Sex Differences in Time to Return-to-Play Progression After Sport-Related Concussion

Sports Health. 2017 Jan/Feb;9(1):41-44. doi: 10.1177/1941738116672184. Epub 2016 Oct 4.

Abstract

Background: Recently, female sports participation has increased, and there is a tendency for women to experience more symptoms and variable presentation after sport-related concussion (SRC). The purpose of this study was to determine whether sex differences exist in time to begin a return-to-play (RTP) progression after an initial SRC.

Hypothesis: After initial SRC, female athletes (11-20 years old) would take longer to begin an RTP progression compared with age-matched male athletes.

Study design: Retrospective cohort study.

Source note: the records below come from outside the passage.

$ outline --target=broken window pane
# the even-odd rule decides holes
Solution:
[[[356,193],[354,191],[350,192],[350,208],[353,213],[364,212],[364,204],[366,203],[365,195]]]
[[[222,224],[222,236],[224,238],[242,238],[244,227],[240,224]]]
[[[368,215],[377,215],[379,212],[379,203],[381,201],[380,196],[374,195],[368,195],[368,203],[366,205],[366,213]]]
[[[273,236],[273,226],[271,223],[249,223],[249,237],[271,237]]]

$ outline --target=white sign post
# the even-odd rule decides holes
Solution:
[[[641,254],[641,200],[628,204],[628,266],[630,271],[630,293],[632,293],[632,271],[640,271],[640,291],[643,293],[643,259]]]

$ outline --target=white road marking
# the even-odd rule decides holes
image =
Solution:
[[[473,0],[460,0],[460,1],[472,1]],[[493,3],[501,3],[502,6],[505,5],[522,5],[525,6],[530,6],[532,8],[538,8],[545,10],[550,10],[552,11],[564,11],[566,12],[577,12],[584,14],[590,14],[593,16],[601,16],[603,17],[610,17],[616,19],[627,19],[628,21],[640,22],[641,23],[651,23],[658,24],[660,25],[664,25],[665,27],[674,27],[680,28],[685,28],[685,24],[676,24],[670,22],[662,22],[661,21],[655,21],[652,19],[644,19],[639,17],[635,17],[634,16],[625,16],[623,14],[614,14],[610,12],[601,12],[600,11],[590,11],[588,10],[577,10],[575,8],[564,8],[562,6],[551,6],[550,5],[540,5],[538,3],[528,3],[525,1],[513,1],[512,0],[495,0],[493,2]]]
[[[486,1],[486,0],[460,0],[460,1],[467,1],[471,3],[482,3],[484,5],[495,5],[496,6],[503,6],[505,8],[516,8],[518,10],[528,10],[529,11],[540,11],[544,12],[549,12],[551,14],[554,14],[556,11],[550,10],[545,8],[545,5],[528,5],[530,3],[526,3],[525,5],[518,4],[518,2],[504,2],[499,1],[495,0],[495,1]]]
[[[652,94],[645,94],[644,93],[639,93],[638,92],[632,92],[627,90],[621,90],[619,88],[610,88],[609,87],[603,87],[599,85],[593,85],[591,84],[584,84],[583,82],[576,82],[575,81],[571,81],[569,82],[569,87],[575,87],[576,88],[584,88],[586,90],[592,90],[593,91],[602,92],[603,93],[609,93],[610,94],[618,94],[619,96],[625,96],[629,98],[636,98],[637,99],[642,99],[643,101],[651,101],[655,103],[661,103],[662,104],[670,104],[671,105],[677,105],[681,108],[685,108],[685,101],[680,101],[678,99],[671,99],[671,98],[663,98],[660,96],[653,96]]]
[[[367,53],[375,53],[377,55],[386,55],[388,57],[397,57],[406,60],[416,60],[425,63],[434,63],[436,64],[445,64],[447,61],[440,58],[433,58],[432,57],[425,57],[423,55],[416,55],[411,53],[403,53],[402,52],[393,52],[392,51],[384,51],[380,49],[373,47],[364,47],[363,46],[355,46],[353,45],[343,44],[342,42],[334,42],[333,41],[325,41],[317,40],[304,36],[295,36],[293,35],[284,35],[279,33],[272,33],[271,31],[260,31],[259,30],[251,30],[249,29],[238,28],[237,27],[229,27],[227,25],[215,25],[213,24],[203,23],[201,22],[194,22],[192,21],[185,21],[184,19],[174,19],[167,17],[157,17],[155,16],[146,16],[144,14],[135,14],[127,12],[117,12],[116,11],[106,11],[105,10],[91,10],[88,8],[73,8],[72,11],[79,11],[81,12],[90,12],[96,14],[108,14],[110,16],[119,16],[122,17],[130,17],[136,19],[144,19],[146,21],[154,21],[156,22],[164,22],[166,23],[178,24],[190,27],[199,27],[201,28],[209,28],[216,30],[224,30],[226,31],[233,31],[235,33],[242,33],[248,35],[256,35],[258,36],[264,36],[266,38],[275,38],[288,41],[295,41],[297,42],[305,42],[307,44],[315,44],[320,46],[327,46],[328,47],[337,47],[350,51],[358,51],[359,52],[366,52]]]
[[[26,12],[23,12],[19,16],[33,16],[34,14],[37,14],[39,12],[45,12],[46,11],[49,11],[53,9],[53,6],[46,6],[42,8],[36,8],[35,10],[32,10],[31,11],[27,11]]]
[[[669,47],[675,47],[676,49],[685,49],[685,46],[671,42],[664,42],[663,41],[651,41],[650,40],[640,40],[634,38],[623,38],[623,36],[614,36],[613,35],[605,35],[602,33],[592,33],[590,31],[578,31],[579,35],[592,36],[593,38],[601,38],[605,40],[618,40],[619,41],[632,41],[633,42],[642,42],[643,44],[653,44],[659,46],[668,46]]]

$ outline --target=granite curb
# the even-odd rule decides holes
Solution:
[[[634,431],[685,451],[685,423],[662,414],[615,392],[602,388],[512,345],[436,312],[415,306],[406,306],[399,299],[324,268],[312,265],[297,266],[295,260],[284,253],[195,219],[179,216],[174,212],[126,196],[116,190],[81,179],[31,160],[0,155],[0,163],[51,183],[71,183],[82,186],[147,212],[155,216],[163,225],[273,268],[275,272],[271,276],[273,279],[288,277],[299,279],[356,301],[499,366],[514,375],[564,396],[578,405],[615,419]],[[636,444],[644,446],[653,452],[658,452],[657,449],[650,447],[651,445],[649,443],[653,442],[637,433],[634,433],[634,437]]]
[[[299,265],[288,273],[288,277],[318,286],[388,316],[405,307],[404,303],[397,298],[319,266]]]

Level of evidence: Level 3.

Methods: A total of 579 participants (365 males [mean age, 15.0 ± 1.7 years], 214 females [mean age, 15.2 ± 1.5 years]), including middle school, high school, and collegiate athletes who participated in various sports and experienced an initial SRC were included and underwent retrospective chart review. The following information was collected: sex, age at injury, sport, history of prior concussion, date of injury, and date of initiation of RTP progression. Participants with a history of more than 1 concussion or injury sustained from non-sport-related activity were excluded.

Results: Despite American football having the greatest percentage (49.2%) of sport participation, female athletes took significantly longer to start an RTP progression after an initial SRC (29.1 ± 26.3 days) compared with age-matched male athletes (22.7 ± 18.3 days; P = 0.002).

Conclusion: On average, female athletes took approximately 6 days longer to begin an RTP progression compared with age-matched male athletes. This suggests that sex differences exist between athletes, aged 11 to 20 years, with regard to initiation of an RTP progression after SRC.

Clinical relevance: Female athletes may take longer to recover after an SRC, and therefore, may take longer to return to sport. Sex should be considered as part of the clinical decision-making process when determining plan of care for this population.

Keywords: concussion; return-to-play progression; sex.